As it is, the House is more representative of the population of the US than the Senate, so it's fair to say the biggest barrier to increased gun control right now is the quirky nature of the US political system, not popular sentiment.
That bill would do nothing to combat these mass shooters. I can't think of any offhand that have bought their weapons through private sale. Most don't have a criminal record so they just buy them from random gun shops.
So if it won't solve anything related to these incidents, what's the point?
No, it wouldn't solve everything. But if we wait to pass a law that solves everything, we'll never pass anything.

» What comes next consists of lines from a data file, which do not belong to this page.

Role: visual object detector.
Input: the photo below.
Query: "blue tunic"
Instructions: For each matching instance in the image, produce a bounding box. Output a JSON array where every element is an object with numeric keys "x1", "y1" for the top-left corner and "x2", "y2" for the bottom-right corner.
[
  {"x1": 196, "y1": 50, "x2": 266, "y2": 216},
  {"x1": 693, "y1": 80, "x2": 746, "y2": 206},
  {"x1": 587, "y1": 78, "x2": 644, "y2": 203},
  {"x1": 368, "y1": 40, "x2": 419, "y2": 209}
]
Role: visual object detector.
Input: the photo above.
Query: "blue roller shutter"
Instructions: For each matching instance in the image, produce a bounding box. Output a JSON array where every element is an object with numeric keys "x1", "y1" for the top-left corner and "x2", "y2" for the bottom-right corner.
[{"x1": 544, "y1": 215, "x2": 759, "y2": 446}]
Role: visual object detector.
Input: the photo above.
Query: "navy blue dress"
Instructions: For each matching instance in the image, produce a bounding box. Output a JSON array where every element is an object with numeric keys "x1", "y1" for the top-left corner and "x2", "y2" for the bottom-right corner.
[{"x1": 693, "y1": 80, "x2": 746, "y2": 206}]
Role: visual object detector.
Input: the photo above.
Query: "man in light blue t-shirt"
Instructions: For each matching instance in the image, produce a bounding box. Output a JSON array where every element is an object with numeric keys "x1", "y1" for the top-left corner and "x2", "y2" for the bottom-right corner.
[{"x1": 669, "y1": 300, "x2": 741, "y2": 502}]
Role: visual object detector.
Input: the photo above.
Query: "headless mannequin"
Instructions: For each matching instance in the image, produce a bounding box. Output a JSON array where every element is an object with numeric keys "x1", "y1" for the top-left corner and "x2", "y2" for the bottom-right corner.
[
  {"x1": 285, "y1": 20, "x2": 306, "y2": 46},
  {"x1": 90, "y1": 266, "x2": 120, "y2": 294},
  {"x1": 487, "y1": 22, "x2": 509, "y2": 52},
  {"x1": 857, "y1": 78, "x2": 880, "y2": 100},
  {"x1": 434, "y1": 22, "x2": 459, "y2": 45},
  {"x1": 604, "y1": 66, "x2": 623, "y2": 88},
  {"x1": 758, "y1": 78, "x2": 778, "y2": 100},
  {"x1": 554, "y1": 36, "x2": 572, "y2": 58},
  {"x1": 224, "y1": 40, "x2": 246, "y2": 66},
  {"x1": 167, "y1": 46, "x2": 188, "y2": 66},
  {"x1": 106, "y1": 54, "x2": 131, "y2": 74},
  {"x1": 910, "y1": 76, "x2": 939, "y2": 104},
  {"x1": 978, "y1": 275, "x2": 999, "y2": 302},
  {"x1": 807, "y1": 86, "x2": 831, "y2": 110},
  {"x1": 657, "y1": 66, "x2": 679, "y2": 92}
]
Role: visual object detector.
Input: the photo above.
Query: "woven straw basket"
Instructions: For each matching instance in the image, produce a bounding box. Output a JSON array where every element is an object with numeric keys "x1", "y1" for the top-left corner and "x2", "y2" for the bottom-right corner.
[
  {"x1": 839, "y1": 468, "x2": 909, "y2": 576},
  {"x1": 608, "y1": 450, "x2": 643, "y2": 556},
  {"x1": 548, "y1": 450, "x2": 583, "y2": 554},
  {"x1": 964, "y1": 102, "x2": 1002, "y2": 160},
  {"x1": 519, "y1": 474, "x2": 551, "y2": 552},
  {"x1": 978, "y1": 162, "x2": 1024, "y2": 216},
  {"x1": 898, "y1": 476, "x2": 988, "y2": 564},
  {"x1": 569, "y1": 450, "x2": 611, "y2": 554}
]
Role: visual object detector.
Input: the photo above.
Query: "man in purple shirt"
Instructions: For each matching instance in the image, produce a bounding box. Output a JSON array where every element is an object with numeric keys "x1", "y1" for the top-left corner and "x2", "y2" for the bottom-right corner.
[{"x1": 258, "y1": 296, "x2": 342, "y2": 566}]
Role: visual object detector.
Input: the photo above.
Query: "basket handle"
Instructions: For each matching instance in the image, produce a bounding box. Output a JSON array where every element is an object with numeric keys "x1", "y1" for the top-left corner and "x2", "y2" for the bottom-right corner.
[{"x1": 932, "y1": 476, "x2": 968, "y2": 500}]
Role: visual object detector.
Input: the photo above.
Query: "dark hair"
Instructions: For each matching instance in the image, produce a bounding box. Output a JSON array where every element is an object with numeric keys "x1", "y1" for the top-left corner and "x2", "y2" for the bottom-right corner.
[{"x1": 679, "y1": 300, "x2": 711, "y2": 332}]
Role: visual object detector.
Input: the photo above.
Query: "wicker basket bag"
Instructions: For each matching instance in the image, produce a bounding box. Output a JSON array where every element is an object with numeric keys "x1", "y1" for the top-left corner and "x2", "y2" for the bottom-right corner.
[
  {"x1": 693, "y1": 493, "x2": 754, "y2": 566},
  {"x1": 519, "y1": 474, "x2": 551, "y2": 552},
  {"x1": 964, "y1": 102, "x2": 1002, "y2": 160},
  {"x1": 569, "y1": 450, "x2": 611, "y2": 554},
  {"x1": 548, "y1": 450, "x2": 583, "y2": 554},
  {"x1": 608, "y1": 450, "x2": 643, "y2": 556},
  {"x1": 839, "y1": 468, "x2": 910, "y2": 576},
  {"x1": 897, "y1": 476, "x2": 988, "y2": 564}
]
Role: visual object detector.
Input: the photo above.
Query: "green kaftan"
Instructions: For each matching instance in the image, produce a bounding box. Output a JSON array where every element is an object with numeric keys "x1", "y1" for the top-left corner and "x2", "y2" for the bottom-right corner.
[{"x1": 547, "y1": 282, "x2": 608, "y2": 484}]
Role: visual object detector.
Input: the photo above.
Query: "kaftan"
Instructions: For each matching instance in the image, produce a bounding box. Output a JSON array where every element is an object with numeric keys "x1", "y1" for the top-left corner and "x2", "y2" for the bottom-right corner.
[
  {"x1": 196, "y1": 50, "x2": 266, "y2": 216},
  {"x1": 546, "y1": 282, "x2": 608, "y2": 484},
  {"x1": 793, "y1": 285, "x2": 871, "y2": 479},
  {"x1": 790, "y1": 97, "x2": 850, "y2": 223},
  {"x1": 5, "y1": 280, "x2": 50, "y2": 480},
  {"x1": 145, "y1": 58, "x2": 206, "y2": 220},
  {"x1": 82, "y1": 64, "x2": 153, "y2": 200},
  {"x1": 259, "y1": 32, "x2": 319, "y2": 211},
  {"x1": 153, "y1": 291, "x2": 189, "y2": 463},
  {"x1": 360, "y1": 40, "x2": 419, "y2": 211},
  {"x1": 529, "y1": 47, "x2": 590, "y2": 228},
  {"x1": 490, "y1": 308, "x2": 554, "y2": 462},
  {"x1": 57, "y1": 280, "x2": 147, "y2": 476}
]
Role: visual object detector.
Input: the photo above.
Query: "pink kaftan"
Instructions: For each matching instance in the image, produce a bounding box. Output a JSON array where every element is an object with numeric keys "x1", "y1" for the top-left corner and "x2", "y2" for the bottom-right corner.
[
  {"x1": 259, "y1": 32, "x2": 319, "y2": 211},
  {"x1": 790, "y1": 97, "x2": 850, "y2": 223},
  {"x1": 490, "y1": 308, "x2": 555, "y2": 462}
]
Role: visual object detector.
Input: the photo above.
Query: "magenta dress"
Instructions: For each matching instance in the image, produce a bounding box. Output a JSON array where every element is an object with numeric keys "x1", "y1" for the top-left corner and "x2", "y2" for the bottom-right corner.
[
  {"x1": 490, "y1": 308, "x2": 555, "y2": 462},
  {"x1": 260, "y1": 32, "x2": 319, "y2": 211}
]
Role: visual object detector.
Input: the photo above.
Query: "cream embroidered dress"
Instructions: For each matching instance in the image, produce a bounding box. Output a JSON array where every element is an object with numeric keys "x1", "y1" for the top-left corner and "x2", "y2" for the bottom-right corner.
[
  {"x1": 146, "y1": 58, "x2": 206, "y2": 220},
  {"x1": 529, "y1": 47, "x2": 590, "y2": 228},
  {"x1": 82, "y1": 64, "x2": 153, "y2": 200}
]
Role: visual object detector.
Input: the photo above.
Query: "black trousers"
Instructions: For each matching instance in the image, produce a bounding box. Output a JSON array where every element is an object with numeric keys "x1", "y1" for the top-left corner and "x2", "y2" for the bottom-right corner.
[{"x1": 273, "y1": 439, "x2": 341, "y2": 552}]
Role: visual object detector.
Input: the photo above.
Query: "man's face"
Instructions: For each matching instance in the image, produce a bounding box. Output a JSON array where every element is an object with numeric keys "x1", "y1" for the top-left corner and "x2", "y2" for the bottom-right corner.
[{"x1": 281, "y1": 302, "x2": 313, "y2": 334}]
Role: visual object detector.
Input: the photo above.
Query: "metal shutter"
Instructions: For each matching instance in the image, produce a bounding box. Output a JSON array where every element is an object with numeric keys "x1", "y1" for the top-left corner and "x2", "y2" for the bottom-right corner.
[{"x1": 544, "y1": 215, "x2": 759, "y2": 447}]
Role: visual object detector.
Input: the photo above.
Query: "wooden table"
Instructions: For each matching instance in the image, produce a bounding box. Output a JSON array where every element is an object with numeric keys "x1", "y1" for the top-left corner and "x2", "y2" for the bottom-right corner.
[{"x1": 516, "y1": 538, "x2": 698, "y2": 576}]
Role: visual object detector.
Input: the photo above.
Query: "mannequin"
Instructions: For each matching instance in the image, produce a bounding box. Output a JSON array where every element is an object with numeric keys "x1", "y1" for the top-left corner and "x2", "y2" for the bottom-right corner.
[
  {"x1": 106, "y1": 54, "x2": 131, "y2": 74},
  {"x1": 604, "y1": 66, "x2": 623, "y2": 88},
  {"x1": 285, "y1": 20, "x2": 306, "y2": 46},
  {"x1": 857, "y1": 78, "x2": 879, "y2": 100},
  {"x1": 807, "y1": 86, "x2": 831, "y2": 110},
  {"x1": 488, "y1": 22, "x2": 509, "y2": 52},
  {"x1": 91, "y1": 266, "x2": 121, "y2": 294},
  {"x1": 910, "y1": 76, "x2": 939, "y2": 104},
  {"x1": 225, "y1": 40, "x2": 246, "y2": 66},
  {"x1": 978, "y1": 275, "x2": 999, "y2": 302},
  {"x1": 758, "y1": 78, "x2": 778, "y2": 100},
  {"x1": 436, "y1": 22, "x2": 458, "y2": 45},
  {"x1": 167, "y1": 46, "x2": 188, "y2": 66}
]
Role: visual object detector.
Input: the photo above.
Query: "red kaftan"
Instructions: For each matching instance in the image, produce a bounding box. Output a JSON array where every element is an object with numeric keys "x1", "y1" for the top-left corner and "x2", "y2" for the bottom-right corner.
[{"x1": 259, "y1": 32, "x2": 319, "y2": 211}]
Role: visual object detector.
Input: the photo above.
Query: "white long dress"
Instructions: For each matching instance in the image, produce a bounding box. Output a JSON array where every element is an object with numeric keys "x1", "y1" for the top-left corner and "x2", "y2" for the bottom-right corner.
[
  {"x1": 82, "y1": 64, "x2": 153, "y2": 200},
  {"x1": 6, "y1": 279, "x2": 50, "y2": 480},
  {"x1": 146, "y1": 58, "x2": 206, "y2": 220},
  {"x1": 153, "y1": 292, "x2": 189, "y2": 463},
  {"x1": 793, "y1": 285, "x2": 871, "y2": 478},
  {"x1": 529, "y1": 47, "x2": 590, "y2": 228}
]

It's a common founding myth among gun rights people that "The American People" are pro-gun, but it's just not really true. It's a particular driving issue for a particular subset of the republican base, and beyond that opinions aren't as strong, but are broadly pro-gun-control.
It was a flawed list of too-specific rules that were self-contradictory or incomplete in a bunch of places, and indeed that became part of the mythology about it in gun circles.
But it also directly outlawed clones of the Kalashnikov and AR-15 rifles that have been preferentially used (for fairly obvious reasons) in much of the recent violence. It worked, within its domain.
No one likes the ACA either, but you can still buy insurance with a pre-existing condition. Same deal. The gun folks like to conflate "flawed law" with "useless law", but that's not how it works in practice.